HUNGER MAGAZINE

JOHN OLSON

BLUE TOOL

One considers the mathematics of the pelvis as a radio armored in purpose, a song of bone saturated with blood and muscle, a movement, a life tangent to the stars in a tomato. Life is a progress from want to want, not from enjoyment to enjoyment wrote Samuel Johnson, whose pelvis was a kind of        habitude, and whose garden was packed with words, like an almanac. If you wish I will give you my morning, my gay morning, packed in a box of stories, each story chained to a Fauvist blue, the sound of a bassoon stretched into Switzerland. This will convince you what I say is a sponginess of signification, and not a mere zipper hurried into limestone.

First, we see the buffalo out on the prairie peacefully chewing grass. Let's snap our picture and go home.

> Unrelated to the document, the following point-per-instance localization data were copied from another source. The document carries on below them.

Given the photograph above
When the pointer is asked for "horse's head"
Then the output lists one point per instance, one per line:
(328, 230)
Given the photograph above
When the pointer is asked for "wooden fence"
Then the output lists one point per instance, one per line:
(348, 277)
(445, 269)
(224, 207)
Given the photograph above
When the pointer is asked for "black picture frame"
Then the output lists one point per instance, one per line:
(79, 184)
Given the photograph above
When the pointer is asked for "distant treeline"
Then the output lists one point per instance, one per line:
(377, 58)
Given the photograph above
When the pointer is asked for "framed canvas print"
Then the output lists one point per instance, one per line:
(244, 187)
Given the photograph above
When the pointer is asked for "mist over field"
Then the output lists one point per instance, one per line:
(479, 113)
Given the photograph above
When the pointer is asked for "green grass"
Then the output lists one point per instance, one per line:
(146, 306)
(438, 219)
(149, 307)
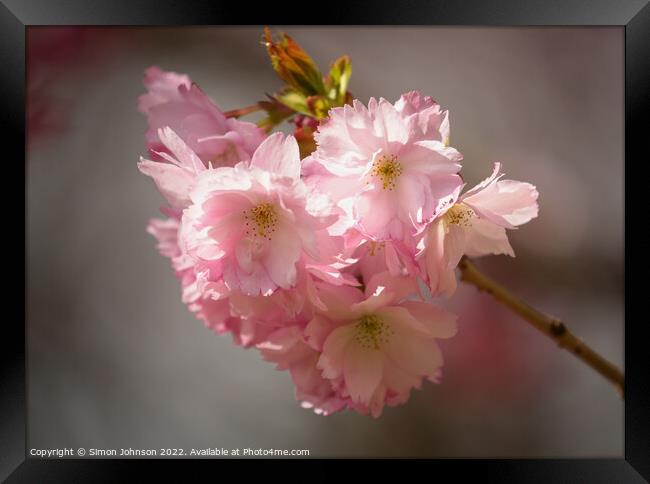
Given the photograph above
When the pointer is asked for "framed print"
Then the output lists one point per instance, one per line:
(275, 236)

Our second tale is a seismic lip tapering into respiration. The event is smeared with December, like Christmas, a mighty engine of capitalistic theories, a magnetism of towels and iron. Logic is the lotion of thought. Let us now imagine a day permeable with consonants and rapture. Let us imagine a blueprint for constructing a cloud of Gothic cloth. Let us imagine Christmas as a casserole of desire, a tree glittering with Shakespearean plays, Twelfth Night and Love's Labor's Lost, all eloquence and vertebrae, a society of needles smelling of pine and piquancy, and consider ourselves a monsoon of bones carried into ecstasies of parenthetical tea. This is a much forgotten story, a language of stalagmites and stumps, amorphous swirls of mineral earth. The air is cool. Impressions of China point to copper. 

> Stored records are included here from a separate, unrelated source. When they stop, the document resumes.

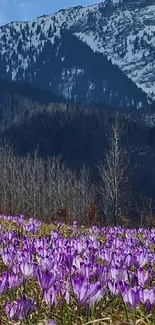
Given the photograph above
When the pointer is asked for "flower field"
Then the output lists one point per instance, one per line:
(70, 275)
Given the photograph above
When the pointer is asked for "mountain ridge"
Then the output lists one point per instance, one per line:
(100, 26)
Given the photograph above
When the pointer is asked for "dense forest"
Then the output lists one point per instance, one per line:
(77, 134)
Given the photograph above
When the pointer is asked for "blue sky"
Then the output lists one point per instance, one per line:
(28, 9)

Our third tale finds Emily Dickinson at home writing the mystery of dispersal. Her poem is full of fiber and viability. Each word forms the texture of a powerful understanding. When she is finished she places the poem in a drawer, like a beach or a drug, and returns to the kitchen to check on the bread. Religious odors steam the window.

And finally we land again on the warm orange boundaries of spongy signification. A hulk of blue leavens a soupçon of broken gold, the sun cresting a crater. The architecture of speech is simple:                     a palate, a tongue, a  pair of lips. This is all you will need to make a tincture of thought pump blood through a tangle of words, create a federation of fedoras or a gamut of unnecessary rouge tug an agitated logic of glass webs through a production of Hamlet.

The world, after all, is not a railroad. The world is a garage for a carriage of angels, an alphabet of dirt tangent to the wilderness of hunger in an implement of blue.